Indémontrable ne veux pas dire faux. Les preuves scientifiques dépendent en effet de la découverte de témoignages satisfaisants ainsi que la capacité de l’homme à interpréter correctement les faits. Certaines vérités sont indémontrables, soit qu’aucune trace n’en a été conservée, soit que ces traces sont vagues ou toujours enfouies, soit encore que les moyens ou les compétences scientifiques ne permettent pas de tirer une conclusion définitive. Serait-ce le cas de certaines affirmations pour lesquelles on manque de preuves matérielles extra bibliques ?

Du point de vue scientifique, l’affirmation de la Bible selon laquelle il existe des sphères invisibles peuplées d’êtres spirituels ne peut être ni confirmée ni infirmée. Il en est de même des événements miraculeux qu’elle rapporte. D’aucuns trouvent par exemple insuffisant les indices géologiques concernant le déluge relaté en Genèse 7. Doit-on en conclure qu’il ne s’est pas produit ? Le temps ou certaines transformations brouillent parfois les événements historiques. Est-il vraiment impossible que des milliers d’années d’activité géologique aient en grande partie effacé les preuves du déluge ?

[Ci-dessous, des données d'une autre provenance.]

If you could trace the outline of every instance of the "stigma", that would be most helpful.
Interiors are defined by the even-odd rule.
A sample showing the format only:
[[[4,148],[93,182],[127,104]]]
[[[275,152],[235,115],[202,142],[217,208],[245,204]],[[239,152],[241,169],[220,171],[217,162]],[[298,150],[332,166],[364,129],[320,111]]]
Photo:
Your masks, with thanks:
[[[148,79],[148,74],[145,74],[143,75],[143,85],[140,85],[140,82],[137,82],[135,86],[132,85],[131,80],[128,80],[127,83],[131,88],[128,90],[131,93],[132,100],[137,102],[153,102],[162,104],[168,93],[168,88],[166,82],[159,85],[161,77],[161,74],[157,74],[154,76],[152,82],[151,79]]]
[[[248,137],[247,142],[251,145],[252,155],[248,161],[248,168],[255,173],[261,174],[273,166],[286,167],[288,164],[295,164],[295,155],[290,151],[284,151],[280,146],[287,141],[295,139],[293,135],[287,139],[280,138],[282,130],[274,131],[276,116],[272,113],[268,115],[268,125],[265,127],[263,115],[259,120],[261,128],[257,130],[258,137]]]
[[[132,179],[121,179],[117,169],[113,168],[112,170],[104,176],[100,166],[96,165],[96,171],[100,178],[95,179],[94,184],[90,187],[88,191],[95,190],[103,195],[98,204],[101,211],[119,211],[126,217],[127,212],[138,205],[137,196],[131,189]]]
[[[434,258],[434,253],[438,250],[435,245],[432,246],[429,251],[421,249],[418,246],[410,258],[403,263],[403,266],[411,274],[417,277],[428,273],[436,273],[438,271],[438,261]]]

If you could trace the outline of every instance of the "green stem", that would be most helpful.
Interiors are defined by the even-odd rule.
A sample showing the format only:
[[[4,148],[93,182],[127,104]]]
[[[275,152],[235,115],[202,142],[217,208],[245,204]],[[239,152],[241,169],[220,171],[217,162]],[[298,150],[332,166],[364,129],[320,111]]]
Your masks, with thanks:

Certes, la Bible affirme des choses que les faits matériels disponibles ne peuvent ni confirmer ni infirmer. Doit-on s’en étonner ? La Bible n’est pas un manuel de science. Elle est cependant un livre véridique. On l’a vu, les faits montrent que ses rédacteurs étaient des hommes intègres et honnêtes. Qui plus est, quand elle aborde des points d’ordre scientifique, les termes employés sont exacts et ne portent pas l’empreinte des anciennes théories pseudo-scientifiques qui, finalement, n’étaient que des mythes. La science n’est donc pas l’ennemie de la Bible. Ce livre mérite vraiment d’être examiné sans parti pris.